Dealing with new risks
COVID-19 has added new risks for investors that may require them to make risk-reward trade-offs.
According to MLC Head of Investments Al Clark, there are now myriad risks that investors need to be prepared for.
“We need to accept that we don't know what the future is going to look like so we need to be positioned for a range of potential outcomes.
“We prefer the idea of participating in attractive opportunities but protecting our portfolios as we do so,” he says.
Playing defence is important
Clark says MLC uses a range of different techniques to help provide some protection in its portfolios which is necessary in this highly uncertain environment.
When uncertainty is high, Clarks says his investment team reduces reliance on any single growth allocation.
“We've got equities, but we’re also looking at other growth drivers to diversify the way we’re receiving our returns.”
Defensive strategies are used to trade away some share market upside for downside protection, in the event of market falls.
Investing in less risky currencies like the US dollar or Japanese Yen, Clark believes lessens the impact on Australian investors when global share markets fall.
Clark believes gold may be a good defensive exposure against inflation risks as central banks keep a lid on interest rates.
“With all these uncertainties and changing conditions, we want to make sure we've got a liquid portfolio so we can adjust to these changing conditions,” he says.
Important information and disclaimer
This article has been prepared by NULIS Nominees (Australia) Limited ABN 80 008 515 633 AFSL 236465 (NULIS) as trustee of the MLC Super Fund ABN 70 732 426 024. The information in this article is current as at August 2020 and may be subject to change.
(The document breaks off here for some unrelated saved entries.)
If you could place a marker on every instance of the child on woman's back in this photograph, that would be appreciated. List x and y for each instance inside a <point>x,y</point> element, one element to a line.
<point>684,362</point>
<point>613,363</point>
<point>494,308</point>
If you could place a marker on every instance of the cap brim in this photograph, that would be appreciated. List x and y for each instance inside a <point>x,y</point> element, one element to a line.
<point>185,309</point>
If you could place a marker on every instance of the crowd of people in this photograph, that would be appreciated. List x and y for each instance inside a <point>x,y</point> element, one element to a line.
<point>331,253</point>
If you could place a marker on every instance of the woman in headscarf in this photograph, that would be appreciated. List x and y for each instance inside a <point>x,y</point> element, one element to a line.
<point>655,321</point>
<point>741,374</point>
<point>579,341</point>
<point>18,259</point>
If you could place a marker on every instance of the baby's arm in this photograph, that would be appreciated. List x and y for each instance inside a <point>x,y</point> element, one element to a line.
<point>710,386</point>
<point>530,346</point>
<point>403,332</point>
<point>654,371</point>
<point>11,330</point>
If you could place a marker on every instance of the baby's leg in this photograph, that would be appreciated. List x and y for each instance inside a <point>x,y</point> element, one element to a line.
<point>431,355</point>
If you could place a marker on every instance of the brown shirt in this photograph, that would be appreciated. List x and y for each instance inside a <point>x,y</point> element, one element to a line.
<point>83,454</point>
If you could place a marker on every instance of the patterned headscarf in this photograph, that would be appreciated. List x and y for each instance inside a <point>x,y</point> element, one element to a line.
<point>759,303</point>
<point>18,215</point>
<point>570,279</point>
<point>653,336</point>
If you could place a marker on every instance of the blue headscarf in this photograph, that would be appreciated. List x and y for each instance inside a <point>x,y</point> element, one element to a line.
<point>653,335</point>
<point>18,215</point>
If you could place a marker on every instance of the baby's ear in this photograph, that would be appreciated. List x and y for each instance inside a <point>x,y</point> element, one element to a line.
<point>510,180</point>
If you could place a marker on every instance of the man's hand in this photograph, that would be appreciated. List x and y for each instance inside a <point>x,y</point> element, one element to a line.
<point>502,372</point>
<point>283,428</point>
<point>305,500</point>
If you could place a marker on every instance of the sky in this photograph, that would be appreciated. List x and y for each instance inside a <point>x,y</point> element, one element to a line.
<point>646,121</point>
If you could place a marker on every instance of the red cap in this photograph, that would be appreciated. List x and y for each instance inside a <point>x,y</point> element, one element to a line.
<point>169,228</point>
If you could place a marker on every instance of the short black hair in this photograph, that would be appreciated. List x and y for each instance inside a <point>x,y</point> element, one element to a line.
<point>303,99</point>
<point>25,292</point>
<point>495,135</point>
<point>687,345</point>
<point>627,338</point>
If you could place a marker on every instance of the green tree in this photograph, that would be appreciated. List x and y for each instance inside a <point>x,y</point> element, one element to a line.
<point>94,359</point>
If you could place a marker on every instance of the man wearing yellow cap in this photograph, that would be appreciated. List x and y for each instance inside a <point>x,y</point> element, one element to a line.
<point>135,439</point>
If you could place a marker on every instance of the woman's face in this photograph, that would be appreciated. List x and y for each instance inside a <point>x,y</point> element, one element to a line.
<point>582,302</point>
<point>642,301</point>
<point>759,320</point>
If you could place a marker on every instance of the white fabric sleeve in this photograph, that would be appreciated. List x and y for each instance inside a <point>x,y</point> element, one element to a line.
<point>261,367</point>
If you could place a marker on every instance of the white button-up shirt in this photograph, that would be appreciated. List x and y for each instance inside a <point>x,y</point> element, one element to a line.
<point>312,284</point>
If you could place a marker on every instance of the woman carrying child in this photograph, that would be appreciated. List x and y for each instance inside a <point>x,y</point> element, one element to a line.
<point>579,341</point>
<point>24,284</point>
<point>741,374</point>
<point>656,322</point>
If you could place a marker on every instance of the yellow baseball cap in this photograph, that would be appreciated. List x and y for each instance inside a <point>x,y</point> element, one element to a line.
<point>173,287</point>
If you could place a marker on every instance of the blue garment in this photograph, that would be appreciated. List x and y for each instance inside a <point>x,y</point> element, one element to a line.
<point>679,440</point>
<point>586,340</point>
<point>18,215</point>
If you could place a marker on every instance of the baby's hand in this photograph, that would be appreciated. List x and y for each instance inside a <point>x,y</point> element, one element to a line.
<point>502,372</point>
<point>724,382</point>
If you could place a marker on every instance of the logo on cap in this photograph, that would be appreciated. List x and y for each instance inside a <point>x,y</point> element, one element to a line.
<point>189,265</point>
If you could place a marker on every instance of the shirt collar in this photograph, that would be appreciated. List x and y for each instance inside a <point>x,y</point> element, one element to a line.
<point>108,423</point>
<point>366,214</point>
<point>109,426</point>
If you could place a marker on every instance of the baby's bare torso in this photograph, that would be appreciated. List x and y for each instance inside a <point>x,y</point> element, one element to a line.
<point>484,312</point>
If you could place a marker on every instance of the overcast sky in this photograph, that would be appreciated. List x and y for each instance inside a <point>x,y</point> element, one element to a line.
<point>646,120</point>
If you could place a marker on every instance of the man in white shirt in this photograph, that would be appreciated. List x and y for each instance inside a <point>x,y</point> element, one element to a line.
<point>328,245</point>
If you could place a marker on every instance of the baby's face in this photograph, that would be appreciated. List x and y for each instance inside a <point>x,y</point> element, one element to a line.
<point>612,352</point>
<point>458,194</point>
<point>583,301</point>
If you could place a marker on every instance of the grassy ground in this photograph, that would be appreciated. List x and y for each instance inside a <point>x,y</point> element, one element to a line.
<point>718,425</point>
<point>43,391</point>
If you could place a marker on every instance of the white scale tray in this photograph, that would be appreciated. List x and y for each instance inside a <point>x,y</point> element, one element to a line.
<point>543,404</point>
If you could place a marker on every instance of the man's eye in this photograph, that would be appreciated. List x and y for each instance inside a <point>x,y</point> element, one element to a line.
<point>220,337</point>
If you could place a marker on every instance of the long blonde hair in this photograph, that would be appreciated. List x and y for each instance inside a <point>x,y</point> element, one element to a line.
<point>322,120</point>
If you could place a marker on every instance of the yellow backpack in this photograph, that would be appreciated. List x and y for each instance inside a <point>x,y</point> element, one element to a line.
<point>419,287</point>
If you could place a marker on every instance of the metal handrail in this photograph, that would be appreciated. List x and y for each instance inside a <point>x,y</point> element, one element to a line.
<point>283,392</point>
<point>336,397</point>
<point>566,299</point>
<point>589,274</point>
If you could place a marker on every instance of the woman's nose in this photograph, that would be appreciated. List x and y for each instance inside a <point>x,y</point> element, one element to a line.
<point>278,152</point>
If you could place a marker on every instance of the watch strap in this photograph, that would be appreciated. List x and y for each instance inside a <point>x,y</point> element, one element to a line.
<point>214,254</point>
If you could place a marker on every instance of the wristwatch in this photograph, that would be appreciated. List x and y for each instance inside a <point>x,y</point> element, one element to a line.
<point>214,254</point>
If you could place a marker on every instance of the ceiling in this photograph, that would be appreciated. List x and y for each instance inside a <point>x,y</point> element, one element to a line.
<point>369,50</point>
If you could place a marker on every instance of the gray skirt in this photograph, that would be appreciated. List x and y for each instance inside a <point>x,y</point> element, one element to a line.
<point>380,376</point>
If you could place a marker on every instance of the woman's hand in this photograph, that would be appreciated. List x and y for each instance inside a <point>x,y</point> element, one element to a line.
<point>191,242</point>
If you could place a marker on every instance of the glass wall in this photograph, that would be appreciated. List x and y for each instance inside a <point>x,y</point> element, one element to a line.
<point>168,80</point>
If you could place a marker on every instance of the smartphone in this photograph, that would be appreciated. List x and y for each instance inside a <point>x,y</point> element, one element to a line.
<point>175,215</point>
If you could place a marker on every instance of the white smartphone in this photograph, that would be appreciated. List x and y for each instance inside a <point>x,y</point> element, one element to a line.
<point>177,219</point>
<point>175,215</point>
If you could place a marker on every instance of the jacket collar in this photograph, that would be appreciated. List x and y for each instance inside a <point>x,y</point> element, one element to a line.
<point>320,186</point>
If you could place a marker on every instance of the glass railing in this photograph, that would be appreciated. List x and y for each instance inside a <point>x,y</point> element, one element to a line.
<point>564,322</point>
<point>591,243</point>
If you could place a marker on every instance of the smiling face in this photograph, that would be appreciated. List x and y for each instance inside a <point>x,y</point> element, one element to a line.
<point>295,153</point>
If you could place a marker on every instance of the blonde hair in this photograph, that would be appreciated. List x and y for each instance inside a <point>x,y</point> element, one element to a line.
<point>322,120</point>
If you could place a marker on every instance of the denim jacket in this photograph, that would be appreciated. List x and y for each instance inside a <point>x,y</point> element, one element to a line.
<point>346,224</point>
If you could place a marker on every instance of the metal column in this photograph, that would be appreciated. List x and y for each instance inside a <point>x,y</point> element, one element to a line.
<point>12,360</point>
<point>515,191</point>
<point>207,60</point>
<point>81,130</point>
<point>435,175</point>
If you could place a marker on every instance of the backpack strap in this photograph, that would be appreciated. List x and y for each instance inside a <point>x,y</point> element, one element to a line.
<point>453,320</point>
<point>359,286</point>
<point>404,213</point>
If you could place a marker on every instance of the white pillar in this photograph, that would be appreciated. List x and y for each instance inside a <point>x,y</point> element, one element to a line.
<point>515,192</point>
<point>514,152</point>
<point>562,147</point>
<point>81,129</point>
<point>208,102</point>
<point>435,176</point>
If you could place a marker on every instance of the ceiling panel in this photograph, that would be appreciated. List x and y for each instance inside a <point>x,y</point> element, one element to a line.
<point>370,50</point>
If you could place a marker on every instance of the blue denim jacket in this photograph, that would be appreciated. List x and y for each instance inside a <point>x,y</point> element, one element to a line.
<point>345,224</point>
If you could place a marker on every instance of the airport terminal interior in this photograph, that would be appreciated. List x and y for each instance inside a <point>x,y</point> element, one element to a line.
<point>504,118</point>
This information may constitute general advice. The information in this article is factual in nature and does not take into account personal objectives, financial situation or needs. You should consider obtaining independent advice before making any financial decisions based on this information. You should not rely on this article to determine your personal tax obligations. Please consult a registered tax agent for this purpose. An investment with NULIS is not a deposit with, or liability of, and is not guaranteed by NAB or other members of the NAB Group. Opinions constitute our judgement at the time of issue. In some cases information has been provided to us by third parties and while that information is believed to be accurate and reliable, its accuracy is not guaranteed in any way. Subject to terms implied by law and which cannot be excluded, neither NULIS nor any member of the NAB Group accept responsibility for any loss or liability incurred by you in respect of any error, omission or misrepresentation in the information in this communication. Past performance is not a reliable indicator of future performance. The value of an investment may rise or fall with the changes in the market.